Ausstellungseröffnung „Nicht ohne uns über uns“

Am Samstag, den 11. Oktober 2025, wurde in Kulturbunker Köln-Mülheim die außergewöhnliche Ausstellung Nicht ohne uns über uns“ feierlich eröffnet. Schon beim Betreten des Raumes war zu spüren, wie viel Herzblut, Energie und Mut in diesem Projekt steckt. Zahlreiche Besucher*innen kamen, um diesen besonderen Moment mitzuerleben – und viele zeigten sich tief bewegt und dankbar, Teil dieser berührenden Veranstaltung sein zu dürfen.

Diese Ausstellung ist etwas ganz Besonderes: Sie wurde vollständig von Jugendlichen im Alter von 12 bis 24 Jahren gestaltet, die aus der Region Köln und Hamm stammen und der Sinti*- und Rom*nja-Community angehören. Mit beeindruckender Ernsthaftigkeit, Kreativität und Leidenschaft haben sie ein Projekt auf die Beine gestellt, das weit über eine einfache Ausstellung hinausgeht. Es ist ein Zeichen der Selbstermächtigung, der Erinnerung und des Widerstands gegen Rassismus.

Unter der pädagogischen Leitung von Romina Kirsch und Jonny Wernicke (Sinti Allianz Deutschland e. V.) und mit der wissenschaftlichen Begleitung von Frau Dr. Elizabeta Jonuz, die die Jugendlichen mit viel Einfühlungsvermögen durch das Projekt führte, entstand ein Raum, in dem Geschichte, Identität und Zukunft miteinander verbunden werden. Die Jugendlichen lernten nicht nur, wie man ein Projekt professionell plant und umsetzt, sondern auch, wie wichtig ihre eigenen Stimmen und Perspektiven sind.

Ein Höhepunkt der Ausstellung waren die sechs Interviews, die die Jugendlichen selbst führten und dokumentierten.
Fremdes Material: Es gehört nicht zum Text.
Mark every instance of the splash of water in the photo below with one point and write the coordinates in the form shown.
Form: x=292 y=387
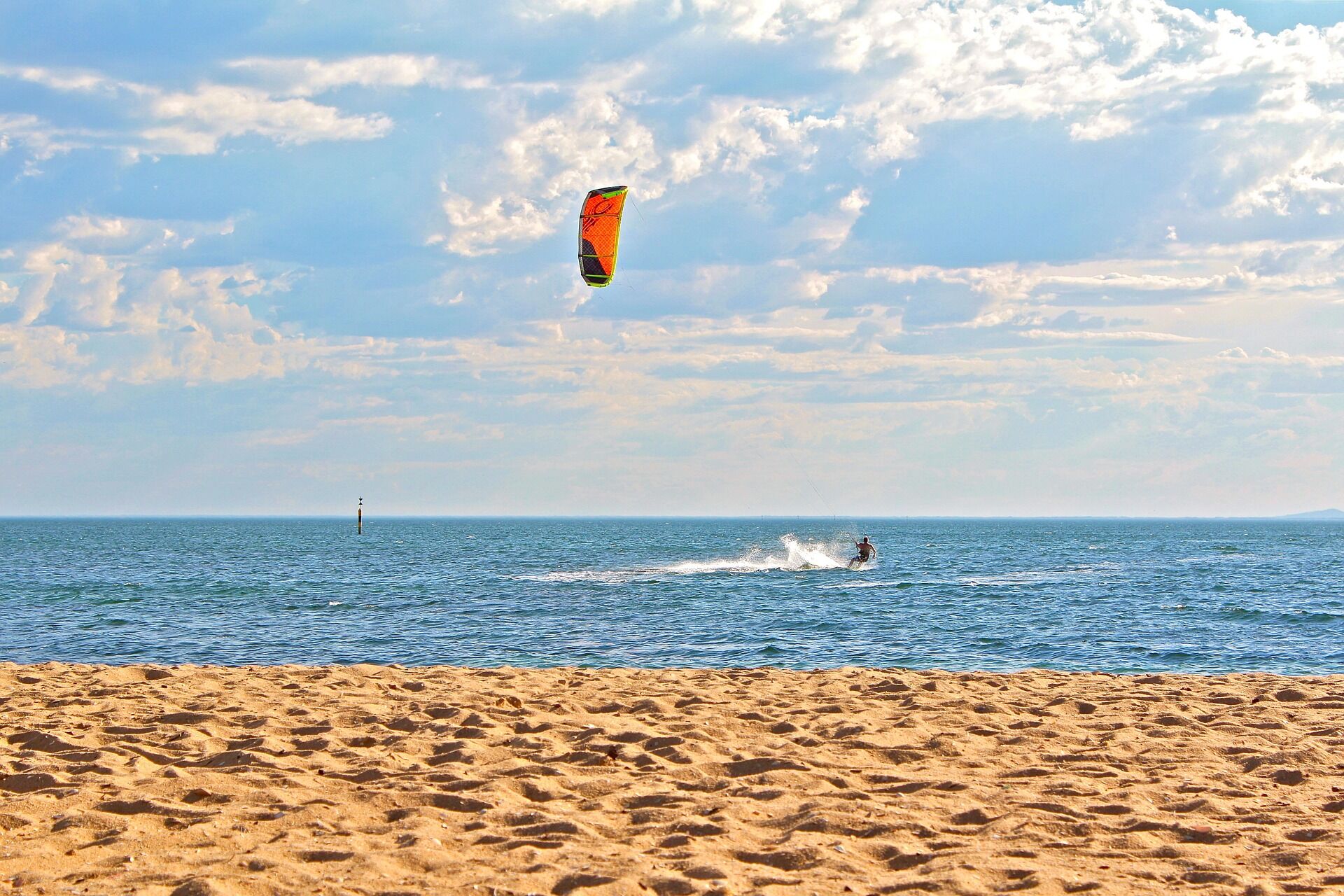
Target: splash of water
x=796 y=556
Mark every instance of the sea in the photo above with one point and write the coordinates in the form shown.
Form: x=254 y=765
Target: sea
x=1114 y=596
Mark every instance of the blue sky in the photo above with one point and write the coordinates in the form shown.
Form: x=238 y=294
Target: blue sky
x=882 y=257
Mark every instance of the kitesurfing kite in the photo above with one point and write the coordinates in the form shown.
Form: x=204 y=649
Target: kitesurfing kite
x=600 y=232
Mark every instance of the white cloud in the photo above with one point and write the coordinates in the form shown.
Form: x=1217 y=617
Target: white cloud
x=187 y=121
x=308 y=77
x=90 y=318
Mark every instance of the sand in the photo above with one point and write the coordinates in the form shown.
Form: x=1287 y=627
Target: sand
x=374 y=780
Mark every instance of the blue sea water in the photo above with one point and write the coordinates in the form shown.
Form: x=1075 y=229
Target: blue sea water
x=1120 y=596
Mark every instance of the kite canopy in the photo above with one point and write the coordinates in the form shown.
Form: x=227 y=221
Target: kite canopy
x=600 y=232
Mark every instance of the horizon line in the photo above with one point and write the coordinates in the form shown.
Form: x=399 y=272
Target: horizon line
x=1303 y=516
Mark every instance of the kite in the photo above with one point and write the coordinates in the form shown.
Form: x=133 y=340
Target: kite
x=600 y=232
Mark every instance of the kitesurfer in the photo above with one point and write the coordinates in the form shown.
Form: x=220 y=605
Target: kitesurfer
x=866 y=552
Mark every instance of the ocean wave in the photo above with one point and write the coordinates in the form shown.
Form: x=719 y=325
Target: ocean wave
x=796 y=556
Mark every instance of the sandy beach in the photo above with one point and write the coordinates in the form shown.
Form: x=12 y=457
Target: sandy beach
x=374 y=780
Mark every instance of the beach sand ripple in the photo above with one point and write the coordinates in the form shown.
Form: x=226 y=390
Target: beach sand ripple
x=381 y=780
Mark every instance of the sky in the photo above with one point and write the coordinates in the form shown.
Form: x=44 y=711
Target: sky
x=881 y=257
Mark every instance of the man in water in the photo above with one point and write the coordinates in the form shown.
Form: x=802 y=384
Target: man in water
x=866 y=552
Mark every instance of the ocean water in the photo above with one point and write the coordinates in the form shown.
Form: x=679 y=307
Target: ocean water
x=1119 y=596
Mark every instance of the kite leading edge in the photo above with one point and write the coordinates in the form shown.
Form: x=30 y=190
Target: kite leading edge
x=600 y=232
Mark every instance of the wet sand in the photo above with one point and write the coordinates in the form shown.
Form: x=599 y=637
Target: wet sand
x=372 y=780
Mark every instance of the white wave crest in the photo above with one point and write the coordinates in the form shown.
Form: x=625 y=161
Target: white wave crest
x=794 y=556
x=797 y=555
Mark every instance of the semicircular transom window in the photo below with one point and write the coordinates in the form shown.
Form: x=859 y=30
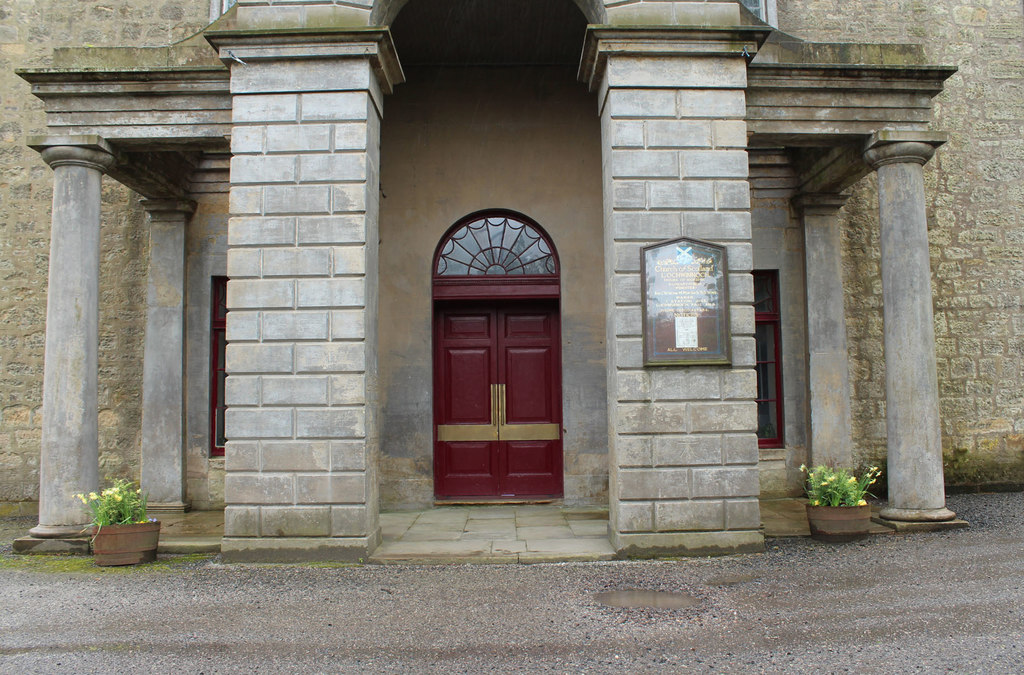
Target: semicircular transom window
x=496 y=245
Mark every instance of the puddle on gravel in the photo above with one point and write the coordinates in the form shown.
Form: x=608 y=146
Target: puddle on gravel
x=640 y=599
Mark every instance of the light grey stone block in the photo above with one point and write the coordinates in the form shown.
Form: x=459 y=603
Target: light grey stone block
x=688 y=383
x=348 y=389
x=260 y=294
x=653 y=483
x=242 y=390
x=742 y=514
x=259 y=489
x=714 y=164
x=247 y=140
x=337 y=167
x=331 y=489
x=334 y=106
x=242 y=456
x=296 y=199
x=710 y=482
x=635 y=516
x=644 y=164
x=244 y=262
x=305 y=261
x=348 y=325
x=689 y=515
x=242 y=520
x=348 y=520
x=331 y=423
x=679 y=133
x=348 y=456
x=264 y=108
x=332 y=229
x=681 y=195
x=242 y=326
x=257 y=423
x=334 y=357
x=344 y=292
x=295 y=456
x=348 y=199
x=349 y=260
x=713 y=103
x=262 y=169
x=717 y=225
x=295 y=326
x=260 y=231
x=300 y=390
x=723 y=416
x=295 y=520
x=687 y=450
x=249 y=357
x=644 y=103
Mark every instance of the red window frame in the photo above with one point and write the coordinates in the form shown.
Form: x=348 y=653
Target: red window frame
x=767 y=320
x=218 y=345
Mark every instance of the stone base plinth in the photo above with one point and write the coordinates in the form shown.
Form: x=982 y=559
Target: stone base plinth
x=297 y=549
x=65 y=546
x=651 y=545
x=905 y=526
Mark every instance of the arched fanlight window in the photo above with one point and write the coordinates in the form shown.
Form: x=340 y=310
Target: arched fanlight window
x=496 y=244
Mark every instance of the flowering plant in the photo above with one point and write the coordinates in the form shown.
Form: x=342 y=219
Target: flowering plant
x=120 y=504
x=828 y=487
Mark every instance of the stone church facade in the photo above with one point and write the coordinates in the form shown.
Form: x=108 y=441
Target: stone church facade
x=259 y=285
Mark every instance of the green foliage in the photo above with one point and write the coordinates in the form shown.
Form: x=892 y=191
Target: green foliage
x=120 y=504
x=828 y=487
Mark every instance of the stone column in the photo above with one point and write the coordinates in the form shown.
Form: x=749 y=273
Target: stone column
x=69 y=459
x=301 y=423
x=683 y=454
x=914 y=464
x=828 y=378
x=163 y=410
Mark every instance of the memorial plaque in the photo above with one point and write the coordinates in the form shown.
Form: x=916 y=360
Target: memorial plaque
x=685 y=303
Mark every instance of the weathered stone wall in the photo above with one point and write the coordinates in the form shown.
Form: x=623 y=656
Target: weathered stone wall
x=29 y=32
x=976 y=228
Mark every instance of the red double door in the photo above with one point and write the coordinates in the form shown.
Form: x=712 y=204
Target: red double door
x=498 y=421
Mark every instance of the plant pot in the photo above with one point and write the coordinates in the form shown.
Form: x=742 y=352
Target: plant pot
x=839 y=523
x=125 y=544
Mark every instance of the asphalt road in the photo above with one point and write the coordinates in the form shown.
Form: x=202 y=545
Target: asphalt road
x=915 y=603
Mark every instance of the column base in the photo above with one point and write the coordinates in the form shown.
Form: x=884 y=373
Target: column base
x=168 y=507
x=58 y=532
x=663 y=544
x=916 y=515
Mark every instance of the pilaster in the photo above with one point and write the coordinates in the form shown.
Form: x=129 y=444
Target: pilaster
x=683 y=445
x=163 y=472
x=828 y=376
x=302 y=449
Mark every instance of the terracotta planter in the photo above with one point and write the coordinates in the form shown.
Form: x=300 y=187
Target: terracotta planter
x=839 y=523
x=125 y=544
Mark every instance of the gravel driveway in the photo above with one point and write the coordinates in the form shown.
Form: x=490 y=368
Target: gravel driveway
x=929 y=602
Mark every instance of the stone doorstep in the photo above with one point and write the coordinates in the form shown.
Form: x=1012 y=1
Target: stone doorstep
x=904 y=526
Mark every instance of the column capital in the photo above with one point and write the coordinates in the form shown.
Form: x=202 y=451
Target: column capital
x=88 y=151
x=890 y=146
x=819 y=204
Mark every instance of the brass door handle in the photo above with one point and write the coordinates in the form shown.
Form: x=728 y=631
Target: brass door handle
x=499 y=429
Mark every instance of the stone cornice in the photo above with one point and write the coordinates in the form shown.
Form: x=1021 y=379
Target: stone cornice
x=297 y=43
x=602 y=41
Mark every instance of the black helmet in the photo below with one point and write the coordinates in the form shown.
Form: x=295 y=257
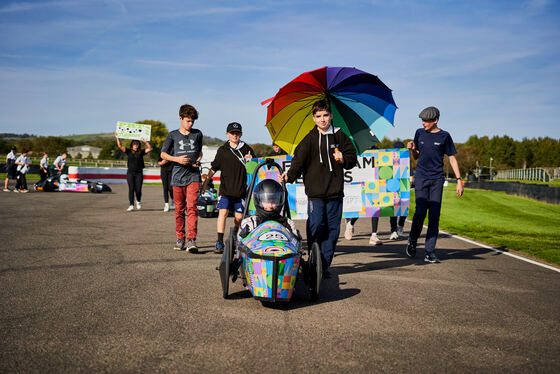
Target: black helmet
x=269 y=198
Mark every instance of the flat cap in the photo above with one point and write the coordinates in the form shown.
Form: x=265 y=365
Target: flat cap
x=429 y=114
x=234 y=126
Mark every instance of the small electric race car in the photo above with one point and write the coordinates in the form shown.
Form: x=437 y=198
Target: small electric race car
x=58 y=183
x=207 y=203
x=270 y=258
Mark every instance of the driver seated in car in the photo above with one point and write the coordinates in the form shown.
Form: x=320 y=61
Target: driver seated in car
x=269 y=199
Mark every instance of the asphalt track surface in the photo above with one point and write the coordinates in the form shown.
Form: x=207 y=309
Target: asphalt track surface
x=89 y=287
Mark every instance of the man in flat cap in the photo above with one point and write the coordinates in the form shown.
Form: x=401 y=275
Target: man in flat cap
x=429 y=146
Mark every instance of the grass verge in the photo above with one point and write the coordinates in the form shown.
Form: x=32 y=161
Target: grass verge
x=503 y=221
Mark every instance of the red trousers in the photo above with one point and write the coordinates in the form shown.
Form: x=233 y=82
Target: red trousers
x=185 y=197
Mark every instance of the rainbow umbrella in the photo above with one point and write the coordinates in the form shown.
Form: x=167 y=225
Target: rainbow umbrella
x=362 y=106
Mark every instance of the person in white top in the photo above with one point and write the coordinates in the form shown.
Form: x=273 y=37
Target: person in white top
x=22 y=163
x=10 y=167
x=59 y=163
x=44 y=166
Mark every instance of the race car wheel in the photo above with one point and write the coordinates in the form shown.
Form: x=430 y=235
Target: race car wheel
x=315 y=270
Jede dieser Erzählungen ist einzigartig und berührt auf ihre ganz eigene Weise – sie erzählen von Lebenswegen, von Leid, von Stärke, aber auch von Hoffnung und Zusammenhalt. Diese Geschichten sind nicht nur Erinnerungen, sondern Mahnungen – und gleichzeitig ein Zeichen des Stolzes und der Lebenskraft einer Community, die sich immer wieder behauptet hat.

Die Ausstellung Nicht ohne uns über uns“ zeigt eindrucksvoll, wie wichtig es ist, dass junge Sintize und Romnja selbst ihre Geschichte erzählen, ihre Sichtweisen teilen und sich für ihre Rechte und ihre Zukunft einsetzen. Sie beweist, dass Empowerment dann am stärksten ist, wenn es aus der eigenen Gemeinschaft heraus geschieht.

Gefördert wurde das Projekt durch die Stiftung Erinnerung, Verantwortung und Zukunft (EVZ) sowie den Beauftragten der Bundesregierung für Kultur und Medien (BKM).
Das Projekt ist Teil des Programms „JUGEND erinnert vor Ort & engagiert“ und steht für eine neue Generation, die mit Mut, Wissen und Kreativität den Weg in eine gerechtere und respektvollere Gesellschaft gestaltet.

Die Ausstellungseröffnung war nicht nur ein kulturelles Ereignis – sie war ein bewegender Moment des Stolzes, der Anerkennung und des Zusammenhalts.
Ein deutliches Zeichen: Nicht ohne uns über uns“ – unsere Stimmen zählen, unsere Geschichten bleiben.